Facebook Canada, in collaboration with Agence France-Presse (AFP), has launched its third-party fact-checking program in Canada. Aimed at helping combat fake news, the program is part of Facebook Canada’s ongoing Elections Integrity Initiative to ensure the platform is a space for authentic civic engagement. AFP has been certified through Poynter’s International Fact Checking Code of Principles, a non-partisan International Fact-Checking Network. Through the program, AFP fact-checkers on the ground in Canada will review Canadian news stories on Facebook in English and French and rate their accuracy. Canadians will be informed if a story they shared on Facebook has been rated as false. As well, Pages on Facebook that repeatedly share fake news will be seen less across people’s News Feeds.
Facebook’s Messenger Kids app, aimed at children under 13, is now available in Canada. The Public Interest Advocacy Centre (PIAC) penned an open letter to Facebook urging it not to launch the app in Canada. PIAC has serious concerns about the use of the data collected, saying the app can equally be viewed as a form of surveillance: “a pre-consented-to ‘wiretap’ of children’s communications that is retained indefinitely for unknown purposes.”

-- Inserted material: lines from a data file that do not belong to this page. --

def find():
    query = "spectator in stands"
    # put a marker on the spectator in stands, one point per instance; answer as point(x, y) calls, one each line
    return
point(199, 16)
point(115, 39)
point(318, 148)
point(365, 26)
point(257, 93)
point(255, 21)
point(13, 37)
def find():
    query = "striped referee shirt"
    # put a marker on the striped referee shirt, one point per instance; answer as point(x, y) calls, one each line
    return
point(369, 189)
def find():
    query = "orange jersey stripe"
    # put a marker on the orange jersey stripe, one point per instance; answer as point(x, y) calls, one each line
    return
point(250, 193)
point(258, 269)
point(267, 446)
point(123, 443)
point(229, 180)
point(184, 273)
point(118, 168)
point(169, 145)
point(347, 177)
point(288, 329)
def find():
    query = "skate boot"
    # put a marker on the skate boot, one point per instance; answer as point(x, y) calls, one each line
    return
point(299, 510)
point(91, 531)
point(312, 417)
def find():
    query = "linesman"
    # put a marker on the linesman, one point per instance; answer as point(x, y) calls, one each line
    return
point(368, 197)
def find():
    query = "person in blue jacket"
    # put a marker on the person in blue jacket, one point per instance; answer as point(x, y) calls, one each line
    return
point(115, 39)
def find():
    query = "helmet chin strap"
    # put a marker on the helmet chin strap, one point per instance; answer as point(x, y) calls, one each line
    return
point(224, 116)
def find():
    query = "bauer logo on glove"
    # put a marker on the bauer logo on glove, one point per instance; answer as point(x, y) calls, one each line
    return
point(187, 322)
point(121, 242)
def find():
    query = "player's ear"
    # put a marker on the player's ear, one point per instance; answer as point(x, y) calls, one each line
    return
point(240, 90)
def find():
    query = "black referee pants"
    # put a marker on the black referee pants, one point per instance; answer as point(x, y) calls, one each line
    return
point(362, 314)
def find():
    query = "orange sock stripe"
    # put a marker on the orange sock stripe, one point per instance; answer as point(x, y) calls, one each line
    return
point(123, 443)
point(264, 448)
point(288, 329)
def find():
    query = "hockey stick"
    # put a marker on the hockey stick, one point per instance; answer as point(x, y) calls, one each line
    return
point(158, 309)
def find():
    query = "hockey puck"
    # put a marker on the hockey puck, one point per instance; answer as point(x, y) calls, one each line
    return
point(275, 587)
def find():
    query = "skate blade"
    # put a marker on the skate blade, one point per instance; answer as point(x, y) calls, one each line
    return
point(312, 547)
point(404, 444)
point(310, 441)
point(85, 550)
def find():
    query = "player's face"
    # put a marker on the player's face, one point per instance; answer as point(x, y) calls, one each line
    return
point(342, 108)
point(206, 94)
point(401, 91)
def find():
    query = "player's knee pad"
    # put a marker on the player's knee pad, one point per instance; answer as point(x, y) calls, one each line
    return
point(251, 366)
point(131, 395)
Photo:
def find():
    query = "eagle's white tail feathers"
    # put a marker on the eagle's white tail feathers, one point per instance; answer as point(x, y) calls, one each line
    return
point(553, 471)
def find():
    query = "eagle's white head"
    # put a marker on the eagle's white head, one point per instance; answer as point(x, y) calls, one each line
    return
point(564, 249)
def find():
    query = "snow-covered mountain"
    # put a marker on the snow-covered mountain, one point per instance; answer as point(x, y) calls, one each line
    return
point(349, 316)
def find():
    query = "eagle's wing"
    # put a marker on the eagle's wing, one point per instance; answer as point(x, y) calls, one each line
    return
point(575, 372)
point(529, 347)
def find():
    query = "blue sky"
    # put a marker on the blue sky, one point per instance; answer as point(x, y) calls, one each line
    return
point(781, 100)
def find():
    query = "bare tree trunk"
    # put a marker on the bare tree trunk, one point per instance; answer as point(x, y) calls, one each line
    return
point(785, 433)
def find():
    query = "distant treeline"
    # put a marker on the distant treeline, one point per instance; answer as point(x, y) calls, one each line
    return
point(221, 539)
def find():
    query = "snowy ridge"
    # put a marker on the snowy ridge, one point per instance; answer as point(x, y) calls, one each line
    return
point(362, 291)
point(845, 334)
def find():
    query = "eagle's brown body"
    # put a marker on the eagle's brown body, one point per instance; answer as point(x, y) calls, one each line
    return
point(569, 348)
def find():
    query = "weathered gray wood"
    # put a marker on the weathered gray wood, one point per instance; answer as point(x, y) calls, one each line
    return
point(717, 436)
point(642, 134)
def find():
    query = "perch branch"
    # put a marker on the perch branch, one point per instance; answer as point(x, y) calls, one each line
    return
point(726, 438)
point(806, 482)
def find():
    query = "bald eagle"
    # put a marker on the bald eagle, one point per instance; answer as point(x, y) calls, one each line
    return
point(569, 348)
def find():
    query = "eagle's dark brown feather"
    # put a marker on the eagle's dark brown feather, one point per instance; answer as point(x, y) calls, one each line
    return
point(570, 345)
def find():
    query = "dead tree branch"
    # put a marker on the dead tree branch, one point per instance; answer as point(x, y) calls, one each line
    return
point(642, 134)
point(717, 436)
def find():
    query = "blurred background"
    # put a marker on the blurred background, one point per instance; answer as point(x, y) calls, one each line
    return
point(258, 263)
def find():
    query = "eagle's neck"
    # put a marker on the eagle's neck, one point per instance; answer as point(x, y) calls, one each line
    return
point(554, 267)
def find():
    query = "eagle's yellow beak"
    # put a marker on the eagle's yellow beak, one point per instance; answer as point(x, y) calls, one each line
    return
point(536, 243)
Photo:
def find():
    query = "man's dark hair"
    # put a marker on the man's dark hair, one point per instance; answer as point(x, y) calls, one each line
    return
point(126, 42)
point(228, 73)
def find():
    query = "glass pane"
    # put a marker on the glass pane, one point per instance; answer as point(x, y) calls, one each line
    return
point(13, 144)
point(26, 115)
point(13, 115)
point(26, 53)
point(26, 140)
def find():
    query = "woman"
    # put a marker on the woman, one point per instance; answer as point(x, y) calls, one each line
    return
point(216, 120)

Sony Crackle, Sony’s free video streaming service, will no longer be available in Canada as of June 28. The ad-supported movie and TV platform had been available in Canada since 2010. Under a partnership with Bell Media, some of the content previously available on Crackle will be accessible on new VOD services CTV Vault and CTV Movies later this year.
The Canada Cup International Softball Championship and CBC Sports have struck a new five-year partnership. The agreement sees CBC Sports livestream every international game of the six-day tournament at cbcsports.ca as well as via the CBC Sports app for iOS and Android, including the 2018 event from July 17–22. The Canada Cup is held in Surrey, BC annually drawing top female athletes and teams from around the world.
CBC ombudsman Esther Enkin says the public broadcaster can’t delete an online article about the former mayor of St. Albert, AB violating the Municipal Government Act, even though he was later found to have been acting in “good faith.” While Nolan Crouse took issue with the story’s phrasing and characterization, Enkin says CBC Journalistic Policy does not allow for the removal of articles except in extraordinary circumstances where there are purveiling personal safety or legal concerns. Enkin writes: “Our published content is a matter of public record. To change the content of previously published material alters that record. Altering the record could undermine our credibility and the public’s trust in our journalism.” Enkin also discounts claims by Crouse that CBC has the power to influence Google search rankings.